Container Query Animation: @container + @keyframes Patterns
Trigger CSS @keyframes animations based on container size, not viewport width — the missing piece for truly component-driven, layout-aware motion in 2026.
Why Viewport-Based Animation Was Always Broken
Here's the honest truth about @media-based animation: it was never really responsive. A card component sitting in a 400px sidebar shouldn't behave identically to that same card spanning a full 1200px hero — but with viewport media queries, it does. You'd write @media (min-width: 768px) { .card { animation: slideIn 0.4s ease } } and feel okay about it, right up until the designer dropped that card into a two-column grid and everything looked wrong at 900px viewport width.

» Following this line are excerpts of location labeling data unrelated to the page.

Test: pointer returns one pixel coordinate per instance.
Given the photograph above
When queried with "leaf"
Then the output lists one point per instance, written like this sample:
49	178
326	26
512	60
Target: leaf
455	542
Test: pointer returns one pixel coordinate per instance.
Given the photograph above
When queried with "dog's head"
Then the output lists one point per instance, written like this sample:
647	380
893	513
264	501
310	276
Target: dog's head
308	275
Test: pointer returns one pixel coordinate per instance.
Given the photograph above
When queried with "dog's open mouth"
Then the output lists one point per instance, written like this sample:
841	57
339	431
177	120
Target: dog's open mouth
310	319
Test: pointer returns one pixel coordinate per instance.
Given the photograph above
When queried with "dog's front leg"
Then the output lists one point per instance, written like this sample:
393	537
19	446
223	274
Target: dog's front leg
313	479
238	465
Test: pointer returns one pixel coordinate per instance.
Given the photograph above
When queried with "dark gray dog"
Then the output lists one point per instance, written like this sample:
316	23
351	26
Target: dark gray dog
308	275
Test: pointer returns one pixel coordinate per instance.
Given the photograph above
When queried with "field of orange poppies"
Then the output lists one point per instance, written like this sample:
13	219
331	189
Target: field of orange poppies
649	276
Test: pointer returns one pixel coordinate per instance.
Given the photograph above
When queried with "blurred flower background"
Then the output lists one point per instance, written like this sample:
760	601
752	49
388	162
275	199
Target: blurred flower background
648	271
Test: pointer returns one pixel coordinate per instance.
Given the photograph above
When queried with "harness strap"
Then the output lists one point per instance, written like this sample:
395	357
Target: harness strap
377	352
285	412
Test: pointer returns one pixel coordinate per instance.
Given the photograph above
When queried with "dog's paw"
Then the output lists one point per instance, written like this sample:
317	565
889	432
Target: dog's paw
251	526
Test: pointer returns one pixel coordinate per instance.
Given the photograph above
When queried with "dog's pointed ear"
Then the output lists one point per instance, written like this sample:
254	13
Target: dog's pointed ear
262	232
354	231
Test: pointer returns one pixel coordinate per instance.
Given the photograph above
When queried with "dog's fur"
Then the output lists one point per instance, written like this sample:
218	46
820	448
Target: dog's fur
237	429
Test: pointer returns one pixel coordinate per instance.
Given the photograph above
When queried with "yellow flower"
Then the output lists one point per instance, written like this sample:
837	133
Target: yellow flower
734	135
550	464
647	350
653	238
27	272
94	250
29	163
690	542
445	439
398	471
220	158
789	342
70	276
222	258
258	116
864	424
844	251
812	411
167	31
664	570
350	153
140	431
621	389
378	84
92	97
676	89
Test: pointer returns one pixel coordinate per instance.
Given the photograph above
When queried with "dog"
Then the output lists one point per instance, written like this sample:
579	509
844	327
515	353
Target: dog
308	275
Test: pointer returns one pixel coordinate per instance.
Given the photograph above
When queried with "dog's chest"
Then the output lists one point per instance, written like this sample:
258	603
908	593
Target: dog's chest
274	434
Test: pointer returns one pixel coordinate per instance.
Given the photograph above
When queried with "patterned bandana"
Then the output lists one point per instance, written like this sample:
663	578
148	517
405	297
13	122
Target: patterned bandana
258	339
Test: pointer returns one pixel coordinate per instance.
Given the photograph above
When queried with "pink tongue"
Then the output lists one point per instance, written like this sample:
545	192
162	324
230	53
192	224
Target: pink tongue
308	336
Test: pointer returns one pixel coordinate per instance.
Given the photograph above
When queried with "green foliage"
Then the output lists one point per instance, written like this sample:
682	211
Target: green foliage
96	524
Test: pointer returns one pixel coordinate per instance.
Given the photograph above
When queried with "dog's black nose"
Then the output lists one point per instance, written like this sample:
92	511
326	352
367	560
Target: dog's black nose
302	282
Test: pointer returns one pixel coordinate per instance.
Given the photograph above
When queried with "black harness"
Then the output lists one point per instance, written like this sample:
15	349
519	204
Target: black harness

Container queries — stable in Chromium since 105 (2022) and in Firefox since 110 (2023) — solve the container-size half of that problem. You define a containment context, query it, and change styles based on how wide *that element's parent* actually is. Most tutorials stop at layout changes: switch from column to row, bump up font-size, show a hidden sidebar. What they don't cover is animating on those breakpoints.
That's what this guide is about. Combining @container with @keyframes gives you motion that responds to actual layout context. A card that slides in when it's narrow, scales in when it's wide, and does something tasteful in between. Worth noting: you're not doing anything exotic here — these are plain CSS keyframes triggered by container conditions, no JavaScript required.
Setting Up Containment: The Part Everyone Gets Wrong
Before you can query a container, you have to declare it. And the declaration has to be on the *parent*, not the element you're styling. This is the single biggest gotcha. You're not querying self — you're querying the box the element lives inside.
/* The parent declares itself as a container */
.card-wrapper {
container-type: inline-size;
container-name: card;
}
/* Now the child can query it */
@container card (min-width: 480px) {
.card {
animation: expandIn 0.35s cubic-bezier(0.34, 1.56, 0.64, 1) forwards;
}
}
@keyframes expandIn {
from {
opacity: 0;
transform: scale(0.92) translateY(8px);
}
to {
opacity: 1;
transform: scale(1) translateY(0);
}
}container-type: inline-size is the option you'll use 90% of the time. It lets you query the container's inline dimension (width in horizontal writing modes) without affecting block layout. container-type: size queries both axes but triggers full layout containment — useful for fixed-dimension widgets but overkill for most cards and panels.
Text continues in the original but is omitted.